Trade and Mass Market
December 3rd, 2007 by Tom DohertyWe are having a good week. The December 2nd New York Times bestseller list has Terry Goodkind’s Confessor in the #2 fiction spot. Our Halo: Contact Harvest by Joseph Staten is #5 on the trade paperback bestseller list, and then something I don’t believe has happened before at Tor—matching elevens—our movie tie-in editions of Richard Matheson’s I Am Legend are in the #11 position on both the mass market and the trade bestseller lists.
Trade paper has never done better for us. It’s been growing steadily for years and it’s certainly nice to see two of our books on nationally respected trade paperback bestseller lists in any one week, but I am worried about mass market. So much of mass market is impulse and impulse is so important to the creation of new readers. The person buying a book from a wire revolving rack in a drugstore as he waits for a prescription, the person who buys a book from an attractive in-line display in a supermarket, in a shop in the hotel lobby, or at a newsstand in an airport or a train station is not necessarily a committed and regular reader. But numerous surveys have shown that if you please them often enough in impulse situations a meaningful number will be converted. These impulse sales are an important part of our outreach and we need to be sure there is a selection which will tempt that consumer. Nielsen surveys have shown science fiction and fantasy as high as 12.4% of fiction sales. If no science fiction is displayed a significant number of potential customers may not be tempted, the same is true of many other categories and in each case new readers will be lost.
Consolidation in the wholesale market has meant the closing of over 80% of our local, independent wholesalers over the last ten years. This has resulted in the loss of countless years of driver salesman experience. Most of the accounts they serviced used UPC scanning which showed only that a book had been sold at a given price. It did not record title or author and therefore did not provide title information by retailer which would allow a national wholesaler to make an informed delivery.

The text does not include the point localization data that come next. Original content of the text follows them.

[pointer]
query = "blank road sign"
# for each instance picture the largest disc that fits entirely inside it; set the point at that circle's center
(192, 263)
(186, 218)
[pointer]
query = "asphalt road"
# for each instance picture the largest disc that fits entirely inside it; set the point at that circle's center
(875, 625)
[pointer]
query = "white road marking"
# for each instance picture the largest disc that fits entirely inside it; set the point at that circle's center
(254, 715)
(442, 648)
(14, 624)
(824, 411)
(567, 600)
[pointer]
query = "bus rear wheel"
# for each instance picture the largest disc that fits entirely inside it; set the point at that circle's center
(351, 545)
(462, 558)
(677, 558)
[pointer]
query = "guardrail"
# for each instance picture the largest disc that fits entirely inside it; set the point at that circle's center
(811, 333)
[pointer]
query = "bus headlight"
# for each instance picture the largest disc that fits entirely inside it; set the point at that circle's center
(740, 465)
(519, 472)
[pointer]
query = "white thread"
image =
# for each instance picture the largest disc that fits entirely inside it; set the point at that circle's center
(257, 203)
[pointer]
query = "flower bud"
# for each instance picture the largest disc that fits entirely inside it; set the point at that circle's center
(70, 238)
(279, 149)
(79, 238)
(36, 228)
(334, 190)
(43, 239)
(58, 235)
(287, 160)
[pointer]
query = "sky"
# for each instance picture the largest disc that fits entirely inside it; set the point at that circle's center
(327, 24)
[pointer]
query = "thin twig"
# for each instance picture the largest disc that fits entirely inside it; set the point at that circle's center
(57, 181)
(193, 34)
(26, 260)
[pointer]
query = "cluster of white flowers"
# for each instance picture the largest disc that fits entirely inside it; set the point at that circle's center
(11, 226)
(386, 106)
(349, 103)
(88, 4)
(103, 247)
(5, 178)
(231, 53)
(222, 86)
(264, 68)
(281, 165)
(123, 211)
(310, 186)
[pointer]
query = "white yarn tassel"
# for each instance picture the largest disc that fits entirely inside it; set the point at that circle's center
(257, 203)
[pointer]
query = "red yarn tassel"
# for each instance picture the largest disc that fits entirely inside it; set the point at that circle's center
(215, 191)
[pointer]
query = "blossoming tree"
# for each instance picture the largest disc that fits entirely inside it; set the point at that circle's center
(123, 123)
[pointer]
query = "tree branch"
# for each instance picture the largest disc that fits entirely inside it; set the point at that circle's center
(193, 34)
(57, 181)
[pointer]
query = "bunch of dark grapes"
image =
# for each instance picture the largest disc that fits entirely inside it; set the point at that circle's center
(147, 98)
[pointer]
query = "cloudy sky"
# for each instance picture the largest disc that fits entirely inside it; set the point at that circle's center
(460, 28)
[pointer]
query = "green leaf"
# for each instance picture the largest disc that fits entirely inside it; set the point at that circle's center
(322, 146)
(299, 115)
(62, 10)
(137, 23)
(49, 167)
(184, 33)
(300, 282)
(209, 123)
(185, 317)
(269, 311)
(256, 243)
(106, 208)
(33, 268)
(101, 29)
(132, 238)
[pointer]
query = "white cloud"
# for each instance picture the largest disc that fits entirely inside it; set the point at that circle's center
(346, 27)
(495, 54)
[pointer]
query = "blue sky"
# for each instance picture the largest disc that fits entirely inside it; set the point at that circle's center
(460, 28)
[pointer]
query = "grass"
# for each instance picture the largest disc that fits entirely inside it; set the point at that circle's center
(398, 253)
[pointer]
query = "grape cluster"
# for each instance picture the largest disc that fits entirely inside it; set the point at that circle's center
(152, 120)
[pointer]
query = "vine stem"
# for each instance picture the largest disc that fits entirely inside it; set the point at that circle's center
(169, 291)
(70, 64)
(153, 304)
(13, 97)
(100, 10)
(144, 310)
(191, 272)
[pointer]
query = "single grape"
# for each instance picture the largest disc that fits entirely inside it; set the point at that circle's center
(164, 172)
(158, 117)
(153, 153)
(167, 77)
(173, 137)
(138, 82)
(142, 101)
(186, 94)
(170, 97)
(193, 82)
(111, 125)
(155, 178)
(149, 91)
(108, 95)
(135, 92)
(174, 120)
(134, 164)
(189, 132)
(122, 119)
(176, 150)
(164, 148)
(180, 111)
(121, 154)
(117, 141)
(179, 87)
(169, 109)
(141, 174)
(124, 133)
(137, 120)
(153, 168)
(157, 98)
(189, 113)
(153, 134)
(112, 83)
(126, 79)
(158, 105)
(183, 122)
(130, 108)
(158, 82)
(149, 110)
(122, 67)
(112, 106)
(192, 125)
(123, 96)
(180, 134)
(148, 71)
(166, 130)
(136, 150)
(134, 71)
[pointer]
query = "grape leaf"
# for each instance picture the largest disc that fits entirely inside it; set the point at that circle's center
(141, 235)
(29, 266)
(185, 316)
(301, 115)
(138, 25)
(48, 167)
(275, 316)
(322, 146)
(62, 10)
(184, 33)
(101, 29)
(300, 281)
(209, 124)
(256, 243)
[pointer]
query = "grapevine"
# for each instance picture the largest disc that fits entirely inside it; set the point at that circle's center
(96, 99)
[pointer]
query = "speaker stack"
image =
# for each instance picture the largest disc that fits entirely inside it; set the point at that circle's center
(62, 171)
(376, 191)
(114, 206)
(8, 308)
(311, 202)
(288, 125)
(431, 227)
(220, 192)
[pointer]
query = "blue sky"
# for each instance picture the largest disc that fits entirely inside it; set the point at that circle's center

The EAN scanning, coming into use, will provide such title information. But since the numbers we get will be based on these relatively uninformed distributions, corrections will take time—and where a category has not been distributed, we are back to square one. There is also the question of in-store service since the wholesalers who remain were forced by the large retailers to give up much of the margin which paid for that service.
The bookstore does a good job with the committed reader, but if we are going to grow the reading base we must reach out. It’s an important problem for those who care about an informed public, a reading public. This is a time of particular difficulty for our merchandise sales group; they deal with it on a daily basis and deserve recognition and support. These problems can be solved but it will take time, creativity, and a lot of work.
While we can’t recreate the past, we need to work with our accounts to make sure the mass market format is supported so we can reach every interested reader.